Dealing with asbestos in your workplace
I am a:
Employer - I own my workplace and have management or control
If your workplace has any asbestos-containing material and you have management or control over that material then you have responsibilities in regard to asbestos.
Employer – I am a tenant of a building which I use as my workplace
If you rent or lease your workplace you need to:
- Obtain the asbestos register from your commercial property owner/manager
- Find and identify asbestos so far as is reasonably practicable that is under your management or control (including in plant or equipment)
- Establish your own asbestos register
- Manage risks associated with having asbestos in your workplace
- Consider the guidance on removing asbestos.
If you are a tenant of a building which you use as your workplace you have certain responsibilities in regard to asbestos.
Ask those with management or control (property owner/manager) to provide a copy of their asbestos register. You can then use this to develop a register for your workplace (as an employer) and add any additional items that contain asbestos - for example, specific items of plant that you own.
If you require asbestos to be removed from the building it is likely that you will need to approach the property owner/manager (depending on the details of your lease). If the asbestos is to be removed from something that you brought into the workplace you will need to arrange removal through a licensed asbestos removalist.

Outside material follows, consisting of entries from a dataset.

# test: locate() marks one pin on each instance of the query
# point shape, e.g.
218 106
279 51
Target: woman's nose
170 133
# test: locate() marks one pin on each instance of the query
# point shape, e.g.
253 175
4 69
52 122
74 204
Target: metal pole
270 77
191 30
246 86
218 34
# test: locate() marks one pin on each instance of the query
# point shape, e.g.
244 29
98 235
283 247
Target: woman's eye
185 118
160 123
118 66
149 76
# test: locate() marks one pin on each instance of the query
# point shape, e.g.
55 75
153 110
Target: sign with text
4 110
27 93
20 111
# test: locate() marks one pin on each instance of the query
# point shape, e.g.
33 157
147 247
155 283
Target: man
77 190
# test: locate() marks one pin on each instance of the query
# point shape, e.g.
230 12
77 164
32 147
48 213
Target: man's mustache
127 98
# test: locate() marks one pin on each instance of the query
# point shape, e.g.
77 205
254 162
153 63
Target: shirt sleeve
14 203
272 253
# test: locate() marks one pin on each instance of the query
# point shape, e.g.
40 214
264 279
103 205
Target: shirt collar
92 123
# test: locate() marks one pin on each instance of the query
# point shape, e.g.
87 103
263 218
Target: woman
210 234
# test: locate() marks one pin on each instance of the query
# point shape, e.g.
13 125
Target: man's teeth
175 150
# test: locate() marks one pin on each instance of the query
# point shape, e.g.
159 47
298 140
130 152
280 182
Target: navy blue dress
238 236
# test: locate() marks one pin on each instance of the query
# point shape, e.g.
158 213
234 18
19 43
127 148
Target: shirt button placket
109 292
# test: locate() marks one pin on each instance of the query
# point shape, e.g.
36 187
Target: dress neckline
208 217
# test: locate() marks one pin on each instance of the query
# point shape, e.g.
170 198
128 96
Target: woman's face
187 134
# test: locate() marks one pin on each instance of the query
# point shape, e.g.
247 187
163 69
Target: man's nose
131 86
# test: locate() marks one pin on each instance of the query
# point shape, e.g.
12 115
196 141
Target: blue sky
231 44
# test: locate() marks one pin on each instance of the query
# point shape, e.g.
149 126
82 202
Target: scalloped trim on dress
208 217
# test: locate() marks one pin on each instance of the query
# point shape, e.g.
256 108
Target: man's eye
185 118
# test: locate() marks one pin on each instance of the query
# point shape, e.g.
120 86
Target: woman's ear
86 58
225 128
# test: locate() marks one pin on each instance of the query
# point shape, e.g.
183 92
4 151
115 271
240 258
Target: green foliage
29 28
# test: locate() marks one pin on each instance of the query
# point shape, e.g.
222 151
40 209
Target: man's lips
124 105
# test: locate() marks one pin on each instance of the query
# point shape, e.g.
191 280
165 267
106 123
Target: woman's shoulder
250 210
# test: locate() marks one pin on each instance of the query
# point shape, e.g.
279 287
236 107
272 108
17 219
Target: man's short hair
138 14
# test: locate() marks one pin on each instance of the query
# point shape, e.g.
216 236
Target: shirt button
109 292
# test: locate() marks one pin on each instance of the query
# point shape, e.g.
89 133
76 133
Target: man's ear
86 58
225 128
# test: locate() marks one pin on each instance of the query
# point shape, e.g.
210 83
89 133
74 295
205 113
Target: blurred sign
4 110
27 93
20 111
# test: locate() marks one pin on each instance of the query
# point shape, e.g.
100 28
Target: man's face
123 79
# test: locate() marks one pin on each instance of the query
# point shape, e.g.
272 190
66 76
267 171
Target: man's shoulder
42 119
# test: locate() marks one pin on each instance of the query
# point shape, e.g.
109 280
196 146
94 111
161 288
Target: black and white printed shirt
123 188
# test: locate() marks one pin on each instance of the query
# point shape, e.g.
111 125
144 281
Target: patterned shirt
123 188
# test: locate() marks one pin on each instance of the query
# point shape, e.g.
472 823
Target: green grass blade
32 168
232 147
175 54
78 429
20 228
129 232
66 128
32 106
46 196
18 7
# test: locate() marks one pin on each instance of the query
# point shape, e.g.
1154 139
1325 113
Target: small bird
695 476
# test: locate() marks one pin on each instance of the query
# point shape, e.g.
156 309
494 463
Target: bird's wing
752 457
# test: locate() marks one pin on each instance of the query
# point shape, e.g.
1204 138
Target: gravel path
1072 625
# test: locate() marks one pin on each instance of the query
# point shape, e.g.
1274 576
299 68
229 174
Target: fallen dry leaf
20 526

You need to undertake risk management processes to ensure any activity in the workplace is not likely to disturb the asbestos. If it is likely that the asbestos will be disturbed then you need to take action to prevent this from happening.
When dealing with asbestos self-employed persons must eliminate, so far as reasonably practicable, the exposure of persons at the workplace to airborne asbestos fibres arising from the work they are undertaking. If it is not reasonably practicable to eliminate that exposure, you must ensure that you reduce the exposure so far as is reasonably practicable.
In general self-employed persons have similar duties to employers, for example, in relation to:
- Removal of asbestos from a workplace
- Removal of contaminated clothing
- Use of certain tools or instruments
- Disposal of asbestos waste
For further information on employer duties go to the Employer section.
For a self-employed person who is a builder or tradesperson, the Builders and Trades section has relevant information when working with asbestos in relation to domestic or commercial premises and specific to refurbishment or demolition work.
As an employer of a motor vehicle repair workshop, you may be exposing your employees to asbestos fibres from asbestos-containing components such as brake pads/shoes, gaskets and clutch plates.
Many vehicles produced before 2003 are likely to have asbestos containing components, and these parts can remain in the vehicle until replacement is required.
Prohibitions on the use of asbestos-containing products came into effect across Australia on 31 December 2003, and replacement brake pads, brake shoes and clutch plates fitted to vehicles in Victoria after this date must be asbestos free.
As an employer (including self-employed persons), if you need to work on vehicles that contain asbestos components, you must control exposure to airborne asbestos fibres by eliminating the risk so far as is reasonably practicable. If exposure to airborne asbestos fibres cannot be eliminated, you must reduce the exposure so far as is reasonable practicable.
For further information:
- This checklist to help you safely find, manage and dispose of asbestos from motor vehicle components
- Asbestos in the workplace (including plant or equipment)
Commercial property owner
If you are a commercial property owner who leases or rents, for example, a building or part of a building to a business or businesses, then you may have obligations under the Occupational Health and Safety Act 2004 and the Occupational Health and Safety Regulations 2007 to the extent of your management or control.
A commercial property leased or rented to businesses (i.e. employers) is regarded as a workplace under Victoria’s health and safety laws.